Comme c’était son habitude depuis 1955, Alfred Hitchcock présentait et commentait in fine ces histoires. Ces présentations et commentaires qu’il n’avait pas le temps de rédiger lui-même, étaient écrits par un certain James B. Allardice. Ils constituent aujourd’hui, à mon avis, le point souvent faible de la série : je ne partage donc pas l’avis élogieux de Jean-François Rauger en ce qui les concerne, à de rares exceptions près que je signale dans les notices critiques. Hitchcok signa lui-même la mise en scène d’une vingtaine d’histoires (notamment la toute première de la première saison en 1955 : Revenge) entre 1955 et 1962 inclus. La majorité de ses contributions personnelles dure donc 26 minutes mais certaines durent aussi 52 minutes : elles avaient été éditées en coffret par Universal mais malheureusement pas classées dans l’ordre historique chronologique de production. Elephant restitue chacun de ces épisodes à sa place chronologique correcte au sein de l’intégralité enfin rééditée.
On se souvient que Psycho(Psychose) (USA 1960) d’Alfred Hitchcock avait été tourné dans des conditions assez proches de celles d’un moyen métrage de cette série, au point qu’on peut le considérer aujourd’hui rétrospectivement comme une sorte de porte-étendard. Le cinéphile francophone qui admire Psychose ne pouvait que souhaiter découvrir la totalité de sa série matricielle. Son examen révèle qu’elle entretient des liens parfois encore plus étroits qu’on pouvait le penser avec ce chef-d’oeuvre.

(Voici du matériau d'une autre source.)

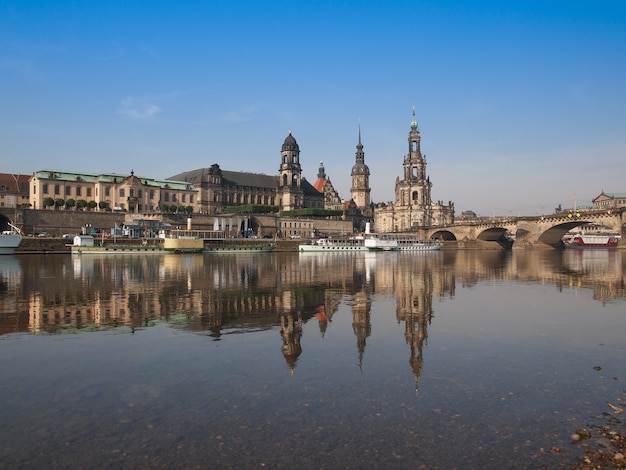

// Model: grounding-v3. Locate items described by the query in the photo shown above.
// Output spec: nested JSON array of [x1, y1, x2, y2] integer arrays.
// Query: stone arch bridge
[[425, 208, 625, 249]]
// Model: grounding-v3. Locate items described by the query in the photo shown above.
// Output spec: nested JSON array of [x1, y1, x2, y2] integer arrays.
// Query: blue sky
[[1, 1, 625, 216]]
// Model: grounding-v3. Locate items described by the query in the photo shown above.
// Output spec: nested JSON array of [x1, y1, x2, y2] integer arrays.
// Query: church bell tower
[[399, 108, 432, 208], [350, 125, 371, 209], [278, 130, 303, 211]]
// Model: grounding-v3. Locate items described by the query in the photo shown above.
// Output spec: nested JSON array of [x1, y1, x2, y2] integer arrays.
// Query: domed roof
[[351, 162, 370, 176], [282, 130, 299, 152]]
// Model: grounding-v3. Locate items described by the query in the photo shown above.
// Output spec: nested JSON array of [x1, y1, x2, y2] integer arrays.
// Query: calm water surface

L’ensemble est au format original 1.37 N&B compatible 4/3 : les copies sont parfaitement nettoyées, les numérisations soignées, seules d’éventuelles poussières négatives ou positives subsistent sur un ou deux plans. Le bruit vidéo se manifeste parfois aussi sur des marches d’escaliers ou des stores mais il est, en règle générale, assez bien contrôlé bien qu’il ne s’agisse que de DVD standards. Une suggestion : à présent que l’intégralité de la série est disponible en DVD standard, il faudrait songer, en raison de son importance, à préparer une édition Blu-ray Full HD et même à une édition Blu-ray UHD 4K.
Le son est du mono 2.0 parfaitement nettoyé lui aussi, qu’il s’agisse des VOSTF ou des VF. Quelques erreurs ou coquilles, parfois des fautes de syntaxe ou un vocabulaire argotique récent substitué à l’argot original américain de l’époque, peuvent être relevés dans les STF mais, sur une telle quantité de disque, c’est presque inévitable : l’ensemble est cependant assez bien traduit, en règle générale. Les VF, lorsqu’elles existent, sont soignées pour l’époque, aux normes cinéma et souvent très savoureuses.